ホンダ シビックタイプR

<日本導入も期待したいホンダ渾身のスポーツカー>

ホンダ シビックタイプRホンダは、ジュネーブショーでスポーツカーのシビックタイプRを公開した。このシビックタイプRは、2015年夏に欧州で発売を予定しているモデルだ。

シビックタイプRは、とにかく速さを追求。目指したのは「歴代最高のシビック TYPE R」。タイプRというと、自然吸気の高回転型エンジンというイメージが強い。しかし、今回はパワーと環境性能を両立した新開発の「2.0L VTEC TURBOエンジン」を採用した。ホンダにとって、軽自動車以外の市販用ターボエンジンは久しぶりの設定。ターボエンジンといえば、復帰したばかりのF1とイメージが重なり、ホンダファンにとっては注目されるエンジンと言える。

新たに搭載された2.0L直列4気筒ターボエンジンは、ホンダ独創のVTECに直噴技術とターボチャージャーを組み合わせ、最高出力310馬力、最大トルク400Nmという、歴代タイプRモデルで最高となる出力をもつ。ミッションは、6速MTとなり、0-100km/hの加速は5.7秒、最高速度は270km/hとなった。この実力は、FFハッチバックモデルにおいて世界トップレベルの走行性能だ。

ホンダは、自動車開発の聖地とも言われるドイツのサーキット、ニュルブルクリンクで、量販FF車最速を目指している。発売前のモデルでは、すでに7分50秒を出しホンダはクラス最速のタイムを叩き出している。実際に市販された後のタイムにも注目だ。

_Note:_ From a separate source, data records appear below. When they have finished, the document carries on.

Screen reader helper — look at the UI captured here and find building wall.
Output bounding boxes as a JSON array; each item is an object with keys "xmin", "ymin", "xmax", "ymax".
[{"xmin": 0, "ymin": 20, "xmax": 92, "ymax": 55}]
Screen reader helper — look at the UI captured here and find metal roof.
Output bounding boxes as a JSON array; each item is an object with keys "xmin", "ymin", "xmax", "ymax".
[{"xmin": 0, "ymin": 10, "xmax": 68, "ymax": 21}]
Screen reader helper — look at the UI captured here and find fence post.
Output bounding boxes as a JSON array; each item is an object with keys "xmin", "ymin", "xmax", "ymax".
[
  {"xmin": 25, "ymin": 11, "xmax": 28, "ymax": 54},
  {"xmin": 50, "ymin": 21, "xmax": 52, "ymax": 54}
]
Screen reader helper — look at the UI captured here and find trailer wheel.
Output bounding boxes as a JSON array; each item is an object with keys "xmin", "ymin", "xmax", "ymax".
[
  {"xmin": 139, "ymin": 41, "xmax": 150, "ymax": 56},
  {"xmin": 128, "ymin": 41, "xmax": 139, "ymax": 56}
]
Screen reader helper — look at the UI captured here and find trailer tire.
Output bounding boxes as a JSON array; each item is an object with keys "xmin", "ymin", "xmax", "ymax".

ホンダ シビックタイプRシビックタイプRのデザインは、ひと目で特別感のあるアグレッシブなスタイルとなった。全身エアロパーツをまとっている。エアロダイナミクス性能は、高速走行時の安定性と高いダウンフォース性能の実現を目指し、コンピューターによるシミュレーションや風洞施設の活用のほか、北海道・鷹栖プルービングセンターのテストコースや三重県・鈴鹿サーキット、そしてドイツ・ニュルブルクリンク北コースなど、さまざまなコースでの徹底したテスト走行を通じて開発が進められた。

シビックタイプRのような高出力のFF車は、ちょっとした癖が出てくる。トルクステアがもらたすステアリングフィールの悪さだ。アクセルを踏み込むと、前輪が駆動輪であるため、強大なパワーでステアリングが暴れることがある。こうした癖を楽しみとして、押さえ込みながら走るというのも楽しいものだが、安定して速くは走れない。シビックタイプRには、「デュアルアクシスストラットサスペンション」をフロントに採用し、コーナリング時の安定性や、ステアリングフィールの向上を実現している。さらに、高出力を確実に路面に伝えるため、「アダプティブダンパーシステム」を前後サスペンションに採用。高出力FF車の悪癖を消し、乗りやすさを実現している。

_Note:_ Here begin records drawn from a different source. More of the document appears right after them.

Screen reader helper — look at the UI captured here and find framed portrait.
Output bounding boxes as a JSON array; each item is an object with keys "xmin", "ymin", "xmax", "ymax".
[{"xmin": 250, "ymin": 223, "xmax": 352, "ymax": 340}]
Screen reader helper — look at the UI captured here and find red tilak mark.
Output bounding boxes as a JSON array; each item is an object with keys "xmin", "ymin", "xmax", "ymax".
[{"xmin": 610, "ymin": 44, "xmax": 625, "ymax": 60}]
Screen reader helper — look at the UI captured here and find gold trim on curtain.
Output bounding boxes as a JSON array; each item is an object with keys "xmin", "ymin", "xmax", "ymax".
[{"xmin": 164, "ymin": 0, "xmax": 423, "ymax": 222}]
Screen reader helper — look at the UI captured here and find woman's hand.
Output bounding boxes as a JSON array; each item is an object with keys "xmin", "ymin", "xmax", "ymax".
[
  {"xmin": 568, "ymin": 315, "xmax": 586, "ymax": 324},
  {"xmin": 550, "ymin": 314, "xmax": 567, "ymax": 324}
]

高性能マシンとして生まれたシビックタイプRだが、サーキット専用車ではなく、あくまで一般道を走るクルマだ。そのため、通常時はできるだけ快適に走れるセッティングとしている。ただし、それではサーキット走行などで物足りなさを感じることもある。そこで、シビックタイプRのキャラクターをボタン一つで変えてくれる「+R」モードを採用。エンジンのレスポンスや力強さ、サスペンションのダンパー性能、パワーステアリングのアシスト力などが変更され、さらに高いハンドリング性能を得ることができる。

そんなシビックタイプRだが、日本導入時期や価格は今のところ未定。日本ではスポーツカーの人気が無くなっているのでたくさん売ることはできない。今までの流れを見ていると、台数限定で導入される可能性も高い。とくに、今年は東京モーターショーが開催される。タイミング的には、東京モーターショー開催時期が、日本導入のひとつの目安になるかもしれない。